Gea eff is a species of orb-weaver spider. It is found in Papua New Guinea. The arachnologist Herbert Walter Levi formally described the species in 1983. While it was still undescribed, Michael H. Robinson and colleagues reported on its courtship and mating behaviors. Gea eff has the shortest scientific name of any spider species.

==Taxonomic history==
According to Herbert Walter Levi, specimens which Władysław Kulczyński illustrated and tentatively identified as Gea subarmata in the 1910s were in fact G. eff.

Publications by Michael H. Robinson and colleagues in the 1970s and 1980s referred to specimens they found in Wau, Papua New Guinea as belonging to an undescribed taxon. They had enlisted the Capuchin friar Chrysanthus to identify spider specimens and he realized this constituted a new species; he died in 1972 before able to further study it, but thought it belonged to the genus Argiope. Robinson and colleagues referred to it as "Species 'F or "Argiope sp. F". Robinson and colleagues later thought it might be in the genus Gea after noticing the similarity to Gea heptagon; after Levi confirmed its generic placement, they subsequently called it "Gea sp. Wau No. 1".

The species was formally described by Levi in 1983; he named it Gea eff. Levi listed the etymology for the specific epithet, eff, as being "an arbitrary combination of letters". Gea eff has the shortest scientific name of all spider species, with a length of only six characters. The female holotype and three female paratypes were deposited in the Museum of Comparative Zoology.

==Distribution==
The type locality is McAdam Park, near Wau, Morobe Province, Papua New Guinea. G. eff spiders were recorded in the Wau Valley as part of a year-long transect study by Robinson and colleagues. Additional specimens have been collected elsewhere in Morobe Province, as well as in Madang Province and Central Province. In addition to these locations on the island of New Guinea, G. eff has been found on Tagula Island in the Louisiade Archipelago and on the island of New Britain. It is found in tall grass. Specimens have been collected in coconut plantations as well as in forest.

==Description==
G. eff is a "very small" species. The female is 2.2 times bigger than the male. It is one of the least sexually dimorphic species of the subfamily Argiopinae. The female has a total length of 6.6 mm; it has a brown carapace, a light-colored head, a black sternum with a white longitudinal stripe, and banded legs. The male has a total length of 3.0 mm; its carapace, sternum, and legs are beige, and its dorsum has two white spots.

==Behavior==
Gea eff builds its webs in the herbaceous layer. It creates a stabilimentum, or web decoration, consisting of an X-shaped pattern, with zig-zag bands forming a cross, which does not block the hub of the web. Their webs are "relatively durable".

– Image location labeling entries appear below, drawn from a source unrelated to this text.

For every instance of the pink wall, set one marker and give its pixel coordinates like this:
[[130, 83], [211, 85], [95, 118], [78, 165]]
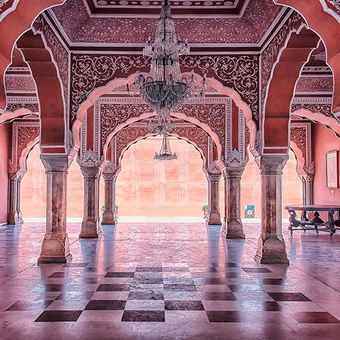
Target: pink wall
[[146, 187], [324, 141], [4, 140]]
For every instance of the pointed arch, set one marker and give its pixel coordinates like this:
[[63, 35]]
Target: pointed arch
[[299, 45], [328, 28], [13, 25], [52, 108]]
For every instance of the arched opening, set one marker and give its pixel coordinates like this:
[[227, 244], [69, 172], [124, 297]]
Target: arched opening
[[162, 189], [251, 186]]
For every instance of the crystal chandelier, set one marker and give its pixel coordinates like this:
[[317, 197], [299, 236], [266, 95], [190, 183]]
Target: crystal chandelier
[[165, 88]]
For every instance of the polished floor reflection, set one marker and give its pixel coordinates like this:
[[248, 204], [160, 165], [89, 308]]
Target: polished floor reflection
[[168, 281]]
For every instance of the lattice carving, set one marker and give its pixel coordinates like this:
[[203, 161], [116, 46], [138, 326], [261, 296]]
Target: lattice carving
[[90, 72], [270, 54], [237, 72], [23, 133]]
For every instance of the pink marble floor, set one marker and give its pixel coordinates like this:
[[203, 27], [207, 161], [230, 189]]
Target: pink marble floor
[[168, 281]]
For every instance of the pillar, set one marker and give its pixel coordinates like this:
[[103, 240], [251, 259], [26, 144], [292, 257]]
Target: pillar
[[110, 177], [308, 187], [271, 246], [90, 227], [14, 211], [214, 175], [234, 227], [55, 247]]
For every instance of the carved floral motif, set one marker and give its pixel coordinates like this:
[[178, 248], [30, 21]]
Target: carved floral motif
[[314, 84], [33, 107], [236, 159], [325, 109], [114, 114], [90, 72], [89, 159], [298, 136], [250, 28], [22, 83], [60, 54], [23, 133], [237, 72]]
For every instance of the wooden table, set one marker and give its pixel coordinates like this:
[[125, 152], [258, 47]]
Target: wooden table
[[316, 223]]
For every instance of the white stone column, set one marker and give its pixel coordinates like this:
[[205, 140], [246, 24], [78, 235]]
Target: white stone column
[[214, 175], [14, 215], [55, 247], [90, 166], [308, 189], [234, 227], [90, 227], [271, 245], [110, 177]]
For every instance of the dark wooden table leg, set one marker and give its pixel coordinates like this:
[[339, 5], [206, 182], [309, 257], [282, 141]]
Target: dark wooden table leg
[[292, 220], [317, 221], [330, 224]]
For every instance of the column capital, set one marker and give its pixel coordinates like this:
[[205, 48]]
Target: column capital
[[56, 163], [110, 171], [214, 172], [273, 164], [234, 172], [89, 159], [90, 171]]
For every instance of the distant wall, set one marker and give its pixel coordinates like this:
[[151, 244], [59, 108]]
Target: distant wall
[[4, 142], [146, 187], [324, 141]]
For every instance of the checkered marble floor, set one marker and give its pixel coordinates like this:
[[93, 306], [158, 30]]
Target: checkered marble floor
[[169, 281]]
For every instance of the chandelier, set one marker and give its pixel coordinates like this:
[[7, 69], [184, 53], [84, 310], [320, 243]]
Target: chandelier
[[165, 88]]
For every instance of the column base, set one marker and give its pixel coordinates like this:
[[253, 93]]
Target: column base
[[271, 251], [90, 229], [234, 230], [55, 249], [109, 218], [214, 219], [14, 219]]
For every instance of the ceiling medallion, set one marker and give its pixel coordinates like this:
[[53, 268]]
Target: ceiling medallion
[[165, 88]]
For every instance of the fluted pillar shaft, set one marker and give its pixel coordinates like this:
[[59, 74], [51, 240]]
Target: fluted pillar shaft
[[109, 214], [14, 215], [271, 245], [55, 247], [234, 227], [90, 227], [308, 188], [214, 216]]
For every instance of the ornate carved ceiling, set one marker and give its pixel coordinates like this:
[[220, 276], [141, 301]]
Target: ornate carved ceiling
[[201, 22], [180, 8]]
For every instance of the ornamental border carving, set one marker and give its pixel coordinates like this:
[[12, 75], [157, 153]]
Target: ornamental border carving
[[20, 141], [239, 72], [301, 135]]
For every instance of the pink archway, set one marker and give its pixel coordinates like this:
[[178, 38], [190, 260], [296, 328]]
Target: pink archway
[[328, 28], [45, 75], [295, 53], [320, 118], [194, 121], [130, 80], [13, 25]]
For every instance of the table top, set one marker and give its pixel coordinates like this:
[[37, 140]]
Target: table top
[[321, 207]]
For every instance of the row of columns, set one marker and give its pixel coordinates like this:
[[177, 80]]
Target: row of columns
[[55, 247], [271, 246]]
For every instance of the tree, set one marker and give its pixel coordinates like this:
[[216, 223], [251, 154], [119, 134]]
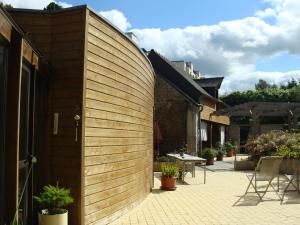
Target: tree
[[291, 84], [6, 6], [262, 84], [53, 7]]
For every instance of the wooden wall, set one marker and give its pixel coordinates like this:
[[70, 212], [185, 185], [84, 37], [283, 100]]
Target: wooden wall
[[60, 38], [118, 123]]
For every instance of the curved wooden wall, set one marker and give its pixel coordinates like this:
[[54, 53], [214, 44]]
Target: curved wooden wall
[[118, 131]]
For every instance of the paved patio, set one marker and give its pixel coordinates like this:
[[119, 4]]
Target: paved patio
[[212, 204]]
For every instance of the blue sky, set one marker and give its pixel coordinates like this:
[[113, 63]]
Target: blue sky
[[177, 13], [242, 40]]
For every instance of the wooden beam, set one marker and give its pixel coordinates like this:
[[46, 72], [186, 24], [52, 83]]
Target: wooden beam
[[12, 125]]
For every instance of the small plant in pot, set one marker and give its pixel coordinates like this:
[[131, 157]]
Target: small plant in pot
[[52, 201], [230, 148], [220, 151], [209, 154], [169, 173]]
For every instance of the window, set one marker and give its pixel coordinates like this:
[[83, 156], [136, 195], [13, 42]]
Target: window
[[3, 78], [203, 131]]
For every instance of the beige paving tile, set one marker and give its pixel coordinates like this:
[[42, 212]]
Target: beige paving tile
[[212, 203]]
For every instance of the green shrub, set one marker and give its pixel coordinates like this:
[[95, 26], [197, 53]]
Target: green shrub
[[220, 148], [209, 153], [162, 159], [229, 146], [169, 170], [53, 199], [275, 143]]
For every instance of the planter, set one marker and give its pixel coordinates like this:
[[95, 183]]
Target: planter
[[287, 166], [220, 157], [229, 153], [209, 162], [168, 183], [244, 165], [58, 219]]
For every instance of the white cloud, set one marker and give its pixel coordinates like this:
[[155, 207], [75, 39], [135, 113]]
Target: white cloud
[[266, 13], [117, 18], [232, 48], [34, 4], [65, 4]]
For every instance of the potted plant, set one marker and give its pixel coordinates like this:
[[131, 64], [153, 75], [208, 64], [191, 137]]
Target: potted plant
[[209, 154], [168, 176], [230, 148], [52, 201], [220, 151]]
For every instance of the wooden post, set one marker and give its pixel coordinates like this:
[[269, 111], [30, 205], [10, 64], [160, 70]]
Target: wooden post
[[12, 126]]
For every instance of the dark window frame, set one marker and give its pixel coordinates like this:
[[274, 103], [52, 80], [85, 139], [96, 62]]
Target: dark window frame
[[3, 93]]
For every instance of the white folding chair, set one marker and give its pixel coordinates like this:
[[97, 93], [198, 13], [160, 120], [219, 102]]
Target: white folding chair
[[266, 170], [293, 179]]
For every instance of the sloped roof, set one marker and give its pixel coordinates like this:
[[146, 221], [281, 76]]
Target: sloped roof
[[210, 82], [179, 78], [261, 109]]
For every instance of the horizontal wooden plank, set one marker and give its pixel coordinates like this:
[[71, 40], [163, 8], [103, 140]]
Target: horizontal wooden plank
[[116, 39], [104, 159], [96, 40], [105, 106], [122, 62], [101, 60], [91, 94], [98, 87], [111, 150], [119, 204], [102, 74], [107, 123], [95, 188], [102, 177], [106, 115], [101, 196]]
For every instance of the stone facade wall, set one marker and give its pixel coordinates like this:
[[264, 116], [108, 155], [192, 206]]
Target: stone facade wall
[[171, 114]]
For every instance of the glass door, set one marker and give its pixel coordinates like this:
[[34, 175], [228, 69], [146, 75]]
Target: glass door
[[3, 77], [25, 143]]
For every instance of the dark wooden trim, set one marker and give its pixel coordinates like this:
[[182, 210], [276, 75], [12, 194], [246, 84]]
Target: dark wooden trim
[[12, 126], [86, 15]]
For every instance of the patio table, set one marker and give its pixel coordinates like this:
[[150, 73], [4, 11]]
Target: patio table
[[186, 158]]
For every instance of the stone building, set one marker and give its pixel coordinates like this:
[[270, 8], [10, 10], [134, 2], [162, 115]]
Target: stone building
[[183, 108]]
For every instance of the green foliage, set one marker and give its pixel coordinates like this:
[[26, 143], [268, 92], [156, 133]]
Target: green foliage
[[266, 93], [220, 148], [163, 159], [169, 170], [52, 6], [262, 84], [275, 143], [209, 153], [6, 6], [229, 146], [54, 199]]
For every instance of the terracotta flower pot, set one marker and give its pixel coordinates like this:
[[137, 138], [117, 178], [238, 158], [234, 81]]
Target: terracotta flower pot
[[168, 183], [219, 157], [58, 219], [229, 153], [209, 162]]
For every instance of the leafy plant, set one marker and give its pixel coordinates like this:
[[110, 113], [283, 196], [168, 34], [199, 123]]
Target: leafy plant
[[220, 148], [230, 146], [275, 143], [53, 199], [169, 170], [209, 153]]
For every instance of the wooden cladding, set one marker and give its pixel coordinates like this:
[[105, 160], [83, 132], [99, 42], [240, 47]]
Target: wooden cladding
[[118, 122], [99, 74]]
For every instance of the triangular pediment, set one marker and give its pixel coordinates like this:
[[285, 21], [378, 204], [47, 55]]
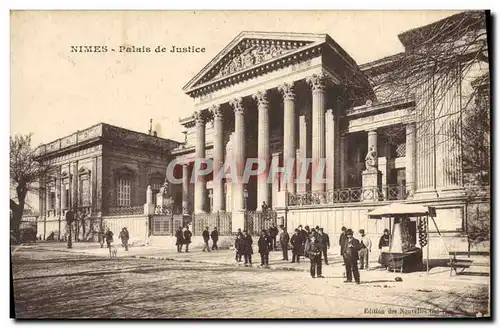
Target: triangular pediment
[[251, 49]]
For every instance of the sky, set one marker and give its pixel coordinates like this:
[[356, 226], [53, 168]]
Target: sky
[[55, 92]]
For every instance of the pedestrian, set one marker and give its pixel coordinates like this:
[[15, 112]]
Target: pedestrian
[[265, 245], [324, 241], [351, 255], [215, 237], [100, 237], [303, 235], [108, 236], [296, 245], [187, 238], [206, 238], [364, 252], [246, 247], [237, 246], [179, 239], [124, 237], [273, 232], [342, 240], [314, 251], [284, 239], [384, 244]]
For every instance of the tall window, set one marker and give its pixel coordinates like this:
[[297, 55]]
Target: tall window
[[124, 191]]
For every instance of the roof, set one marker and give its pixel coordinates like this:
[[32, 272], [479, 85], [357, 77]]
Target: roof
[[444, 28], [400, 209]]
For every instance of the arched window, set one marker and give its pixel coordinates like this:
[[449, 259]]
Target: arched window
[[124, 181], [123, 187]]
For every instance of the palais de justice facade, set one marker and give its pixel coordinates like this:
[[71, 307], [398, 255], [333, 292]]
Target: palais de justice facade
[[283, 96]]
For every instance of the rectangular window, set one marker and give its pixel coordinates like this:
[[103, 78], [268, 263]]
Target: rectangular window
[[123, 192]]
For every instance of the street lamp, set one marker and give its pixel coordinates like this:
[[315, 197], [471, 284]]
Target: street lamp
[[245, 195], [69, 221]]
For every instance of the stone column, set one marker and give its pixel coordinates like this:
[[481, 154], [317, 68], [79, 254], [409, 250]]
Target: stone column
[[330, 149], [317, 83], [74, 186], [371, 173], [200, 182], [263, 194], [289, 150], [185, 188], [218, 159], [58, 191], [239, 153], [303, 121], [410, 158], [47, 197], [343, 161]]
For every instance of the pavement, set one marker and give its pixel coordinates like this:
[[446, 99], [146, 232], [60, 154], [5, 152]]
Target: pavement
[[77, 284], [439, 274]]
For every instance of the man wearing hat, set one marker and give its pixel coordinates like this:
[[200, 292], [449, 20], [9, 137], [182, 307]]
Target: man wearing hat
[[366, 248], [351, 255]]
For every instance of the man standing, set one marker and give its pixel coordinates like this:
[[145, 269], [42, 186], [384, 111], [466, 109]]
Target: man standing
[[206, 238], [273, 231], [296, 246], [215, 237], [265, 245], [284, 239], [314, 250], [187, 238], [351, 256], [109, 237], [324, 241], [179, 239], [124, 236], [246, 247], [366, 248], [342, 240]]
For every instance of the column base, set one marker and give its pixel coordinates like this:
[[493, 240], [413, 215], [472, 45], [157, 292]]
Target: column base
[[371, 181], [421, 194], [237, 221], [452, 192]]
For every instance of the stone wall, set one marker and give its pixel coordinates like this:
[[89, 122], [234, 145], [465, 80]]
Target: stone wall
[[137, 226]]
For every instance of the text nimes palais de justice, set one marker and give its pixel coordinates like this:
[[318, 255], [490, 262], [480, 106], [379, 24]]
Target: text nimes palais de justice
[[136, 49]]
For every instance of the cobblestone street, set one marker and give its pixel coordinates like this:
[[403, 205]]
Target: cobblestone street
[[50, 284]]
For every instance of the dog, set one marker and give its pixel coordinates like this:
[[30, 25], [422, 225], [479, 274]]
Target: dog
[[112, 251]]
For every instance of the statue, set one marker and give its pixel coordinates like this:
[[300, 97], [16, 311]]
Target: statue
[[370, 159]]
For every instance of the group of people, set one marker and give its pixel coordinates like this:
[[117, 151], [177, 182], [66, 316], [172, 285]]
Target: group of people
[[183, 237], [107, 237]]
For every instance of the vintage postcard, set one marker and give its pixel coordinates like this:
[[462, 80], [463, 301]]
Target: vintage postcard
[[250, 164]]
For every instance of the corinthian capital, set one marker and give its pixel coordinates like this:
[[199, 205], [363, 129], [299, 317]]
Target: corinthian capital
[[237, 105], [261, 98], [287, 90], [198, 118], [317, 82], [216, 111]]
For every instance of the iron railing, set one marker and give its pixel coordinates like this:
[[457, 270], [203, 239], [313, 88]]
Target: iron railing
[[349, 195], [256, 221], [221, 220], [125, 210]]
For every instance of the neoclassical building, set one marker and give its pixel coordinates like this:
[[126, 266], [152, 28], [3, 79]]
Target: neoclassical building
[[99, 171], [282, 96]]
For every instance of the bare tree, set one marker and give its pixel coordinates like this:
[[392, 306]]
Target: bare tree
[[25, 173], [439, 70]]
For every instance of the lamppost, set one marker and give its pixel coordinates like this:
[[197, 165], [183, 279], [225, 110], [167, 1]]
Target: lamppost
[[69, 220], [245, 195]]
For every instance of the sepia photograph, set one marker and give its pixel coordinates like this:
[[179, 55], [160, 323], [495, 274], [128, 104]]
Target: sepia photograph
[[250, 164]]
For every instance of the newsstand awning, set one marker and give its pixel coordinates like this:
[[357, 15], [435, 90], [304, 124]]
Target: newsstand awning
[[398, 209]]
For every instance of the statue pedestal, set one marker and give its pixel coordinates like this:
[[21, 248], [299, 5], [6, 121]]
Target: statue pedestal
[[371, 182]]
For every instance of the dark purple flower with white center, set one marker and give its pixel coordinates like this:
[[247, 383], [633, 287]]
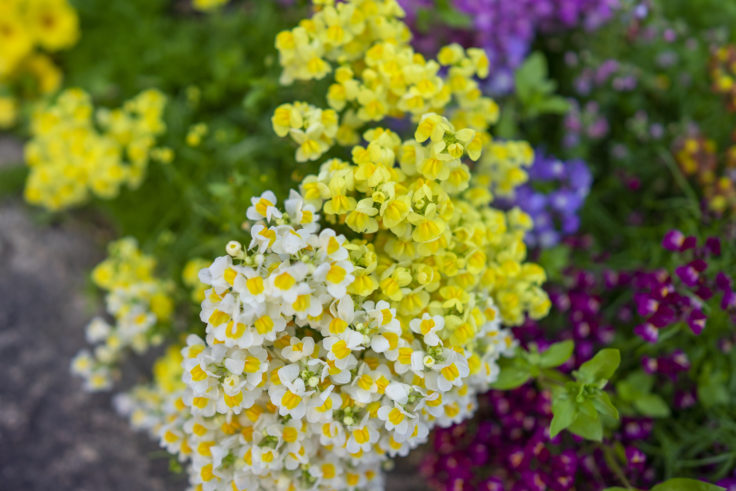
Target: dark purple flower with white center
[[646, 305], [723, 282], [713, 246], [685, 399], [696, 321], [635, 458], [647, 331]]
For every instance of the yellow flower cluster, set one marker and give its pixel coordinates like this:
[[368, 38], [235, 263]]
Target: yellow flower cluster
[[136, 300], [436, 239], [697, 157], [368, 310], [77, 149], [208, 5], [377, 74], [28, 27]]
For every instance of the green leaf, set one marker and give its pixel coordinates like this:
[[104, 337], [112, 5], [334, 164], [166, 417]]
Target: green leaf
[[511, 377], [587, 427], [651, 405], [553, 105], [712, 388], [605, 407], [557, 354], [683, 484], [601, 367], [633, 386], [12, 179], [563, 414], [529, 76]]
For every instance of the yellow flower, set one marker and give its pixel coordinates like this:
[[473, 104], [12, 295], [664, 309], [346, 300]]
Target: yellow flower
[[207, 5]]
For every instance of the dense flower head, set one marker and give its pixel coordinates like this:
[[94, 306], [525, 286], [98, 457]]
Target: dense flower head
[[77, 150], [507, 447], [663, 299], [368, 308], [364, 45], [138, 303], [552, 197], [28, 30]]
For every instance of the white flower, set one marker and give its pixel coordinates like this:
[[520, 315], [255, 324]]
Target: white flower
[[428, 326], [263, 206]]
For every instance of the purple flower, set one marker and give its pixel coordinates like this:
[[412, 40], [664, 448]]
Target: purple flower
[[555, 212], [647, 331], [696, 321], [673, 240]]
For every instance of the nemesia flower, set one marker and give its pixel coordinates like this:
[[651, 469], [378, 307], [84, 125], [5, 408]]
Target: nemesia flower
[[506, 30], [368, 309], [28, 30], [136, 300], [71, 157]]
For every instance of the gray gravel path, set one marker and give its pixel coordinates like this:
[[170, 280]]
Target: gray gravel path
[[52, 434]]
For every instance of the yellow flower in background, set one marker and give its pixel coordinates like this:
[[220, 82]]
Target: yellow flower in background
[[207, 5], [77, 150], [28, 30], [53, 23], [8, 111], [138, 302]]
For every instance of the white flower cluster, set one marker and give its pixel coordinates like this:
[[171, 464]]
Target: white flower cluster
[[298, 384]]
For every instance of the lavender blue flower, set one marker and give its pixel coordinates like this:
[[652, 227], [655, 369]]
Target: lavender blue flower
[[553, 196]]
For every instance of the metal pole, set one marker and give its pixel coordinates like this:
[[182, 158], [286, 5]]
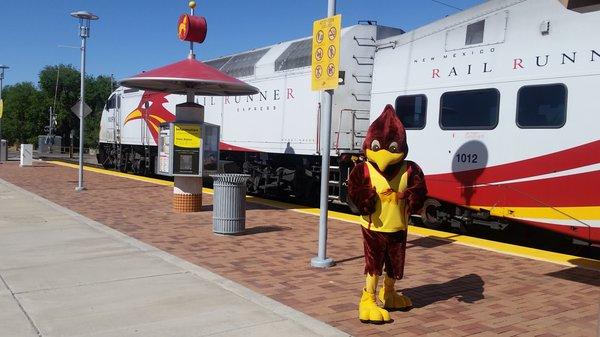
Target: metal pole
[[82, 93], [321, 260], [1, 78]]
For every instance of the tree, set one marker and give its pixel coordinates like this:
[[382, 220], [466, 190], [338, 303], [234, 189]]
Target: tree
[[24, 116], [66, 90]]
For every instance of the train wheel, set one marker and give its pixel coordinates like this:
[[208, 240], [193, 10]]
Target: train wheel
[[429, 214]]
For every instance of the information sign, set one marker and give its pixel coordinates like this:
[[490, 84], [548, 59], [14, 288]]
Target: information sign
[[326, 53]]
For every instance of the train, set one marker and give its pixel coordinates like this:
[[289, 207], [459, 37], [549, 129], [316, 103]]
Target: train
[[497, 100]]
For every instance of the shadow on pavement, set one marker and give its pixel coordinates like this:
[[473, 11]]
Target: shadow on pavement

Robinson and Robinson placed G. eff in "Group C", meaning it had "advanced" courtship and mating behaviors. G. eff engages in courtship on a mating thread outside the orb-web. It is a sexual cannibal and has an average copulation duration of 0.9 minutes. Sexual cannibalism occurs before copulation. The rate has not been determined as it has only been observed anecdotally.